Abulia (1996) re-presents this experiment through the engagement of the viewer as subject. The title, describing a form of mental disorder involving the loss of volition, helps to identity the experiment’s stultifying effects. At the entrance of the exhibition space are placed a small table, with a night lamp, video monitor and a documentation binder. The monitor shows the mapping of something which, by reading the documentation, can be deduced as being the monkey’s activated brain cell. Behind the wall is a dark and coldly lit room with a small pedestal placed in the centre, permitting the viewer to step up onto the elevated level. From this vantage point the viewer can face a monitor on either the left or the right and is invited to slip on a pair of earphones. On the monitors we see the artist participating in the experiment, in a neck brace, turning her torso from right to left in order to induce motion sickness. Each monitor is intermittently interrupted, forcing the viewer to turn their head side to side in order to follow the experiment. Via the earphones can be heard the jargonized monotone of the technical directions from the experimenter which seldom corresponds to the actions taking place on the monitors. A ticking noise prompts the viewer/subject to switch from one monitor to the other and as the interruptions, and hence rotations, accelerate and slow down the viewer realizes that he/she is monkeying the experiment.

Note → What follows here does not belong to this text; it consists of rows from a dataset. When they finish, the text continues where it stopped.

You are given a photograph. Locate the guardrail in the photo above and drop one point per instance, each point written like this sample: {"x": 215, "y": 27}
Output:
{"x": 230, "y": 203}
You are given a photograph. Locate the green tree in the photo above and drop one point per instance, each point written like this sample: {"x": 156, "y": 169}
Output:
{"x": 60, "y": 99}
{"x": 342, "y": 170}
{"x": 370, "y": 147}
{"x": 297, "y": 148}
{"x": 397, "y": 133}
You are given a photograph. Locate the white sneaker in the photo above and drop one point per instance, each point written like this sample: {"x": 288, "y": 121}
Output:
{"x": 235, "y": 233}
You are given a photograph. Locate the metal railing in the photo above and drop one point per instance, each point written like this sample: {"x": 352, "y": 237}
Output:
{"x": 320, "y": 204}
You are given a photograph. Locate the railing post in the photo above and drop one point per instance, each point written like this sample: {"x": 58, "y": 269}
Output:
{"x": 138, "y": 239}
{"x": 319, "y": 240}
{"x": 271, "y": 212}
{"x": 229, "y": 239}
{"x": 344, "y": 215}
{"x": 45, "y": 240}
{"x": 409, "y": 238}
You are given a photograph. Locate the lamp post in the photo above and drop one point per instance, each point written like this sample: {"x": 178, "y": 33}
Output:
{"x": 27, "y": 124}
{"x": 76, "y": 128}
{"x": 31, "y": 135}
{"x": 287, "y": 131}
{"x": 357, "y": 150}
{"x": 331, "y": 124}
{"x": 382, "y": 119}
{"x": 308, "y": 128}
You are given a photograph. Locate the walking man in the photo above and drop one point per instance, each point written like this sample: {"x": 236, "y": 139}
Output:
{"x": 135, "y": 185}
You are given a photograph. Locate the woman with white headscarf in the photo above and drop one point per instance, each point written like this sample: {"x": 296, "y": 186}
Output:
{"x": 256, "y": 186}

The installation is far from polished, leaving gaps, and frustrating fissures in the viewership process. The popular media image of the hi-tech scientific research lab is usurped by a rudimentary laboratory environment which needs the physically laborious input of a subject. Wilson demonstrates how humans, as awkward and difficulty regulated subjects, are integral to scientific research and influential in the results. (The relationship of the experimenter with his/her subject is analyzed in interviews conducted with the experimenters and are available for consultation.) By making her viewers acutely aware of their roles as subjects (willing or otherwise) Wilson demonstrates that they are inextricably tied to the research process and that technology remains a very new way of self-learning, especially when probing our bodies.

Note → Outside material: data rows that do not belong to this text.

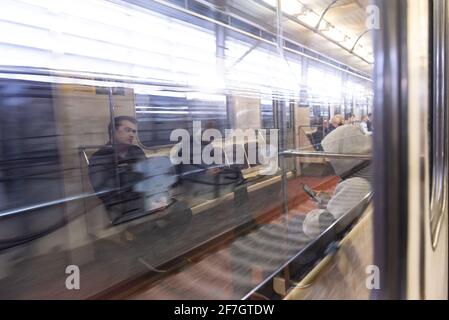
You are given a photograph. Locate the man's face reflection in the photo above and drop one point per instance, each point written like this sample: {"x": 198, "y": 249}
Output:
{"x": 125, "y": 133}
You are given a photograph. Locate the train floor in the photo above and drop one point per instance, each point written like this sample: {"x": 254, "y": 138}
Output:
{"x": 232, "y": 271}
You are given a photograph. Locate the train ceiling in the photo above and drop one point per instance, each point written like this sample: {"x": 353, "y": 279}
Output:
{"x": 341, "y": 33}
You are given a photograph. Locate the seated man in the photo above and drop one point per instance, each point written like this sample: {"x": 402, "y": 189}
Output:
{"x": 111, "y": 169}
{"x": 356, "y": 176}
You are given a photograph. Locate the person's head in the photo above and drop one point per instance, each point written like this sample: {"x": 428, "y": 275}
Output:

Janet Cardiff’s installation, To Touch (1993), presented in the main gallery, is also dependent on an intimate physical exchange with the viewer. A dimly illuminated and weather worn work table is the sole object of the exhibition. The artist invites the viewer to touch, and set into motion, a series of audio recordings emanating from the twenty speakers placed on the walls around the room. We hear the turbulent thoughts and dreams of different subjects (four in all) and must piece together the narrative by the repeated rubbing of the table wherein our hands become channel surfing antennas. Fragmented texts are overlapped with sounds of ringing telephones, thunder, rain, knives being sharpened and carnival music, making the stories impossible to follow. A pervasive frustration is felt by the viewer who, having understood the mechanics of the piece, remains unable to follow the stories through to their conclusion. If one desires to be closer to the remote speakers to better distinguish the narrator’s voice, one must move away from the table, and lose all physical contact and interaction. Therefore, the control that the viewer exerts in the construction of piece is repeatedly being negated in the process of its fabrication. This piece, relying on postmodern deconstructive tactics, stutters and circuitously runs on its own treadmill regardless of the viewer’s tender cajoling of the table surface.

In these installations we are required to interact with technology, and at times we sense that the machines have understood our gestures whereas at other times we are befuddled in our attempt to understand theirs. This courtship of our body with technology (and its mediated self) requires much patience and in the process we may learn to recognize the iconology of our mutual gestures as we tip our hats to one another.